Polycystic Kidney Disease

What is Polycystic Kidney Disease?

Polycystic kidney disease is a congenital disease characterized by the replacement of renal tissue with many different sized cysts. The disease, as a rule, is bilateral, often is hereditary.

Pathogenesis during Polycystic Kidney Disease

The etiopathogenesis of the Polycystic kidney is based on abnormal ontophilogenesis with incomplete and incorrect fusion of straight and convoluted tubules, difficulty in the outflow of urine and transformation into cystic formations. Along with abnormal nephrons, there are also properly formed nephrons.
Polycystic kidney disease is combined with other abnormalities of the kidneys and other organs.

Pathological Anatomy

The appearance of polycystic kidneys resembles a bunch of grapes. Morphologically, there are cysts of various sizes (sometimes up to 6-8 cm in diameter) that fill almost the entire organ. The pelvis and calyx are deformed, elongated. The kidneys are significantly enlarged, their mass can reach 1-2 kg. The occurrence of large cysts in the area of ​​the gates of the kidneys causes hemodynamic disorders.

Symptoms of Polycystic Kidney Disease

In most cases, the disease is asymptomatic for a long time and is often detected by accident at autopsy. The first symptoms of the disease can be general and local. Common fatigue, thirst. increased blood pressure, sometimes slight fever. Blood pressure initially increased slightly and inconsistently. Local symptoms include lower back pain, and sometimes urination disorders. On palpation of the abdominal cavity, enlarged tuberous kidneys are found. In the urine, small proteinuria is detected, micro-, less often, macrohematuria. The functional ability of the kidneys is slightly reduced.
The clinical picture of chronic renal failure with polyuria and thirst, azotemia, anemia further develops. Arterial hypertension becomes high and stable, which is associated with increasing renal ischemia. The functional ability of the kidneys is a lower-1 wife, isohypostenuria is noted. Massive hematuria may occur. Joins chronic pyelonephritis, often exacerbating. Cysts can suppurate; calculi form in the kidneys.


Polycystic kidney disease progresses slowly. Even in cases of chronic renal failure, patients live for several years. Joining chronic pyelonephritis, very high hypertension significantly worsen the prognosis. In approximately 20% of cases, polycystic disease does not manifest itself and can be detected by accident.
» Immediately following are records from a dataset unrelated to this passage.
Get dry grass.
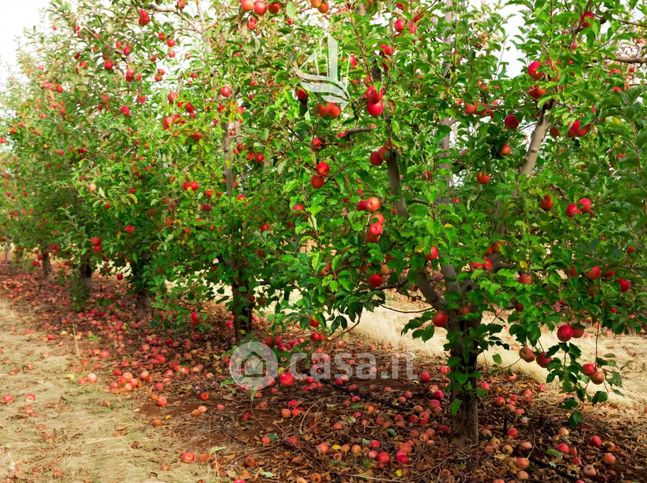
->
[0,303,214,483]
[353,300,647,411]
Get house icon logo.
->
[229,341,279,391]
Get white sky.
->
[0,0,49,84]
[0,0,522,85]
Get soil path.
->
[0,301,214,483]
[352,300,647,412]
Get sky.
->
[0,0,49,84]
[0,0,521,85]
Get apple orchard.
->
[0,0,647,456]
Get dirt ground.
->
[0,301,214,483]
[353,299,647,413]
[0,270,647,483]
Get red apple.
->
[368,273,384,288]
[315,161,330,176]
[557,324,573,342]
[366,101,384,117]
[539,195,555,211]
[310,174,326,189]
[476,171,490,185]
[503,114,520,129]
[586,265,602,280]
[139,8,151,27]
[566,203,580,218]
[254,0,267,15]
[528,60,544,80]
[616,278,631,292]
[431,310,449,327]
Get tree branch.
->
[613,56,647,64]
[519,103,550,176]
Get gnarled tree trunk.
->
[40,247,52,278]
[231,282,254,343]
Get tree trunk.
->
[452,350,479,446]
[41,248,52,278]
[130,257,150,314]
[231,282,254,343]
[79,256,94,296]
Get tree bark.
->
[450,321,480,446]
[79,256,94,296]
[41,248,52,278]
[130,256,150,314]
[231,282,254,343]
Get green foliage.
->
[0,0,647,434]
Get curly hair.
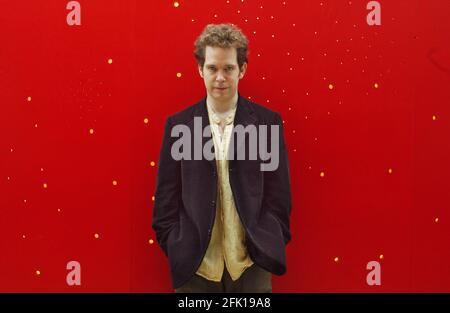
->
[194,24,248,69]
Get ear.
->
[198,65,203,78]
[239,62,247,79]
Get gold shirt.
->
[197,105,253,282]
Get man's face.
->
[198,46,247,102]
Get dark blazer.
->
[152,95,291,288]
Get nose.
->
[216,71,225,82]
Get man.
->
[152,24,291,292]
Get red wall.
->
[0,0,450,292]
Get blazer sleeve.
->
[262,113,292,244]
[152,117,181,256]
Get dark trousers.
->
[175,264,272,293]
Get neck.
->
[206,92,238,113]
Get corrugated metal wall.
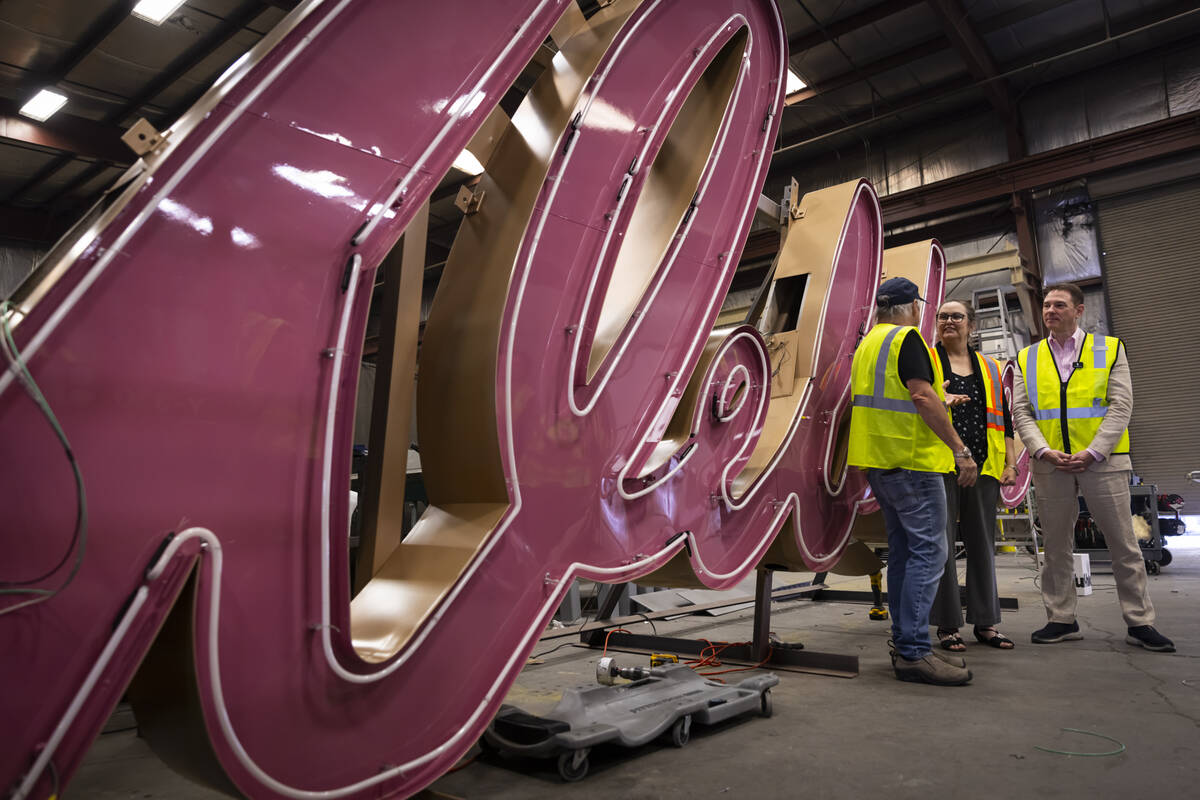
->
[1097,180,1200,512]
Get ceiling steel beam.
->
[929,0,1013,120]
[773,2,1200,167]
[15,0,137,100]
[787,0,925,55]
[787,0,1094,106]
[881,112,1200,225]
[0,205,78,245]
[0,152,74,205]
[742,112,1200,263]
[0,100,134,164]
[106,0,271,122]
[786,34,950,107]
[46,161,113,206]
[772,74,976,152]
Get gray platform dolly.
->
[480,657,779,782]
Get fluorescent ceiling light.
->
[131,0,184,25]
[784,68,808,95]
[454,150,484,175]
[20,89,67,122]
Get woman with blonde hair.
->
[930,300,1016,652]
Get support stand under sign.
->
[1075,553,1092,596]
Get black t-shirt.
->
[896,330,934,386]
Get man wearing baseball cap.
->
[848,278,979,686]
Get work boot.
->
[888,639,967,669]
[1126,625,1175,652]
[894,652,971,686]
[926,650,967,669]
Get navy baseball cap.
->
[875,278,925,306]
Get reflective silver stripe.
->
[871,326,900,397]
[1025,339,1052,410]
[1033,405,1109,421]
[1067,405,1109,420]
[1092,335,1109,369]
[854,395,917,414]
[854,325,917,414]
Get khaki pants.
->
[1033,469,1154,627]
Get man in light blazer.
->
[1013,283,1175,652]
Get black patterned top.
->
[937,342,1013,469]
[948,372,988,467]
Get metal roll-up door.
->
[1097,180,1200,513]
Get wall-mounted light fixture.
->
[130,0,184,25]
[20,89,67,122]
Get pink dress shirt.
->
[1033,327,1104,462]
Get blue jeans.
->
[866,469,946,661]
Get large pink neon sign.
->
[0,0,880,798]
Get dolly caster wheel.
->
[671,714,691,747]
[558,747,589,783]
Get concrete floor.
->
[72,536,1200,800]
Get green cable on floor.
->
[1033,728,1124,758]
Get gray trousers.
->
[929,475,1000,628]
[1033,469,1154,626]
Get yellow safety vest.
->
[1016,333,1129,456]
[847,324,954,473]
[938,350,1004,481]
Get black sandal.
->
[937,627,964,652]
[974,625,1016,650]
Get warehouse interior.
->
[0,0,1200,799]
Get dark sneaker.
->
[893,652,971,686]
[1126,625,1175,652]
[1030,622,1084,644]
[888,639,967,669]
Diagnosis of Polycystic Kidney Disease

The presence of tuberous tumor formations in both renal regions is a pathognomonic sign of polycystic kidney disease and confirms the diagnosis. However, palpation of enlarged kidneys is not always possible, especially in the early stages of the disease. A decisive role in the diagnosis of polycystic is played by x-ray examination, primarily excretory urography, preferably in the infusorian version, in which the elongation and extension of the pelvis and calyx are determined. In unclear cases, retrograde pyelography is performed. Kidney scans and isotopic renography also help clarify the diagnosis.
Differential diagnosis is carried out with chronic nephritis and chronic pyelonephritis, especially in the presence of renal failure. If only one kidney is palpable, it is necessary to differentiate polycystic kidney disease with tumors. Crucial in all cases is an X-ray examination.

Polycystic Kidney Treatment

Conservative treatment comes down to fighting infection and chronic renal failure. The treatment of hypertension is essential.
Surgical treatment is effective only in the compensated stage of the disease and comes down to opening and emptying large cysts. The kidneys are reduced in size, their blood circulation and function are improved. The positive results of kidney transplantation are described.